Müsste nun jeder noch so unbedeutende Staatsvertrag vom Volk abgesegnet werden, gäbe es jährlich etwa acht zusätzliche Abstimmungsvorlagen, was über zwanzig Millionen Franken kosten dürfte. Das könnte einem allerdings die demokratische Mitsprache schon wert sein. Für das obligatorische Referendum müssten jedoch keine Unterschriften mehr gesammelt werden. Die Auns/SVP könnte sich also im Schlafwagen von Abstimmung zu Abstimmung kutschieren lassen, gegen fremde Richter, fremdes Recht, fremde Vögte Stimmung machen und die nächste Sau durchs Dorf treiben, wie es ihr gerade in den Sinn kommt.

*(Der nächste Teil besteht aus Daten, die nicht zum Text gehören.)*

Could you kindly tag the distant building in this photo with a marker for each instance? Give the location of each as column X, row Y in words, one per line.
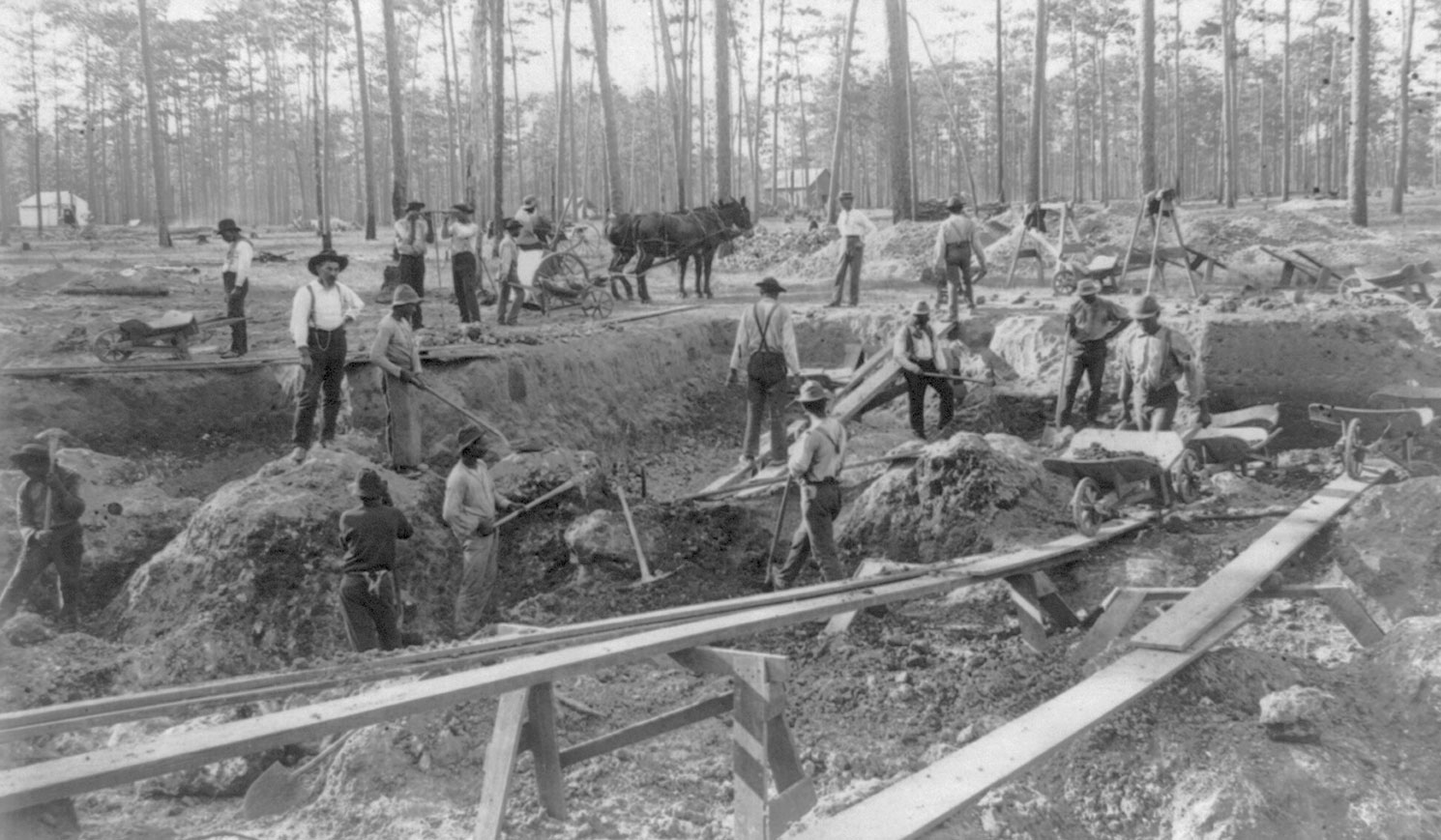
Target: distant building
column 52, row 209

Bei der Abstimmungsflut liessen sich die wichtigen Vorlagen nicht mehr von den unwichtigen unterscheiden. Wichtig würde, was die SVP mit viel Lärm und Geld unterlegt. Darin hat sie Erfahrung. Gekonnt instrumentalisiert sie mit völkerrechtswidrigen Initiativen das Parlament. Seit Jahrzehnten glauben die Bürgerlichen, wenn man kusche, lasse sich die SVP besänftigen. Sie scheinen nicht zu kapieren, dass sie die Schweinchen sind, die die SVP mit Vergnügen durchs Dorf treibt. Zuverlässig liefern sie den Lärm für den permanenten Wahlkampf der SVP. Man wundert sich, dass sich die Bürgerlichen seit Jahrzehnten diesem erniedrigenden Spiel aussetzen. Sie hätten die Möglichkeit, es zu beenden – mit der völkerrechtskonformen Umsetzung der Ausschaffungsinitiative, in der anstehenden Asyldebatte oder in einer der nächsten Sessionen, wenn es darum geht, die Initiative für Masseneinwanderung für ungültig zu erklären.